Pour ce qui est des textes, l'album peut, une fois encore, être apprécié à différents niveaux. Bien que romantique et obsédé par la mort, il contient plusieurs belles chansons d'amour et de désir auxquelles toutes les générations peuvent s'identifier: There's a Light That Never Goes Out et Never Had No One Ever; le côté économique et social de l'ère Thatcher est couvert à travers Frankly Mr Shankly et The Queen is Dead (et ouvrir l'album avec un extrait de Take me Back to Dear Old Blighty est une pique magistrale); l'attitude hypocrite de l'Eglise est moquée dans Vicar in a Tutu et le toujours grandissant spectre du suicide juvénile est traité avec I Know it's Over.
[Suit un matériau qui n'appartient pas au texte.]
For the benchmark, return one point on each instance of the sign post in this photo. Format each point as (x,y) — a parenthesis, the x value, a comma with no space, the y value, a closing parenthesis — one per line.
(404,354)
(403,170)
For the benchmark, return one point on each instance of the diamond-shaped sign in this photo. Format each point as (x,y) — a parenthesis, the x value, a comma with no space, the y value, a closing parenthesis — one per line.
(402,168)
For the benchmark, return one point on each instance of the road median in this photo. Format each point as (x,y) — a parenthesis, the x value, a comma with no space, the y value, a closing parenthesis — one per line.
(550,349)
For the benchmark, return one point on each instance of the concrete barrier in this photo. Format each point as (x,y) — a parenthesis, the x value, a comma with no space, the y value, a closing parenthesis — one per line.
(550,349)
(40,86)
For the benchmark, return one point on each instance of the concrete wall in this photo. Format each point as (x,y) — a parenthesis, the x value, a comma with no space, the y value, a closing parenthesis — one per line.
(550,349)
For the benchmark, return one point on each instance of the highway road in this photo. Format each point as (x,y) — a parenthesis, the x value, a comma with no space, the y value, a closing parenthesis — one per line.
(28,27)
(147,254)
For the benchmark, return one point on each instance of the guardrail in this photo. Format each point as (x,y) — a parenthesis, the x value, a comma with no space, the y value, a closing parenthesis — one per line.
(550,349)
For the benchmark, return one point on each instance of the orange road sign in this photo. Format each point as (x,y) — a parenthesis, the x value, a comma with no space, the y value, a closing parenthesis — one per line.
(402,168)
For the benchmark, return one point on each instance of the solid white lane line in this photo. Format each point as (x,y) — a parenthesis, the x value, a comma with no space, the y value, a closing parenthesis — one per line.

Tous ces sujets sont maîtrisés avec une dose d'intelligence et d'humour rafraîchissante accentuant de façon subtile l'importance et l'impact de l'album.
Plus encore que n'importe quel disque de The Smiths, The Queen is Dead est un album rock. Marr déchire tout avec sa gratte sur des titres comme Bigmouth Strikes Again, Cemetry Gates, Vicar in a Tutu et The Boy With the Torn in his Side qui foncent à toute vitesse et prouvent que misérabilisme ne signifie pas nécessairement musique triste. Pour autant, l'aspect le plus impressionnant de The Queen is Dead est l'écriture. En une tournure de phrase c'est tout un nouveau monde qui se présente à nous, de l'isolation "Life is very long when you're lonely" au mépris envers la culture moderne "I'd rather be famous than righteous or holy, any day", en passant par l'exubérance pure et sincère d'être amoureux "And if a double-decker bus crashes into us, to die by your side is such a heavenly way to die. And if a ten truck kills both of us to die by your side well the pleasure and the privilege is mine". Si quelqu'un voit le dernier couplet comme quelque chose de dépressif, alors peut-être que cette personne n'a encore jamais été réellement amoureuse.
The Queen is Dead n'est peut-être pas le classique qu'on prétend qu'il est (un titre comme Some Girls are Bigger than Others est là pour nous le rappeler), mais il est fort justement présenté comme un jalon de l'Histoire du rock. Si seulement The Smiths avaient su rester solidaires, ça aurait pu être le commencement de quelque chose d'unique et d'extraordinaire.
{S'il ne fallait garder qu'un titre}: There's a Light That Never Goes Out. Pourquoi ? Parce que.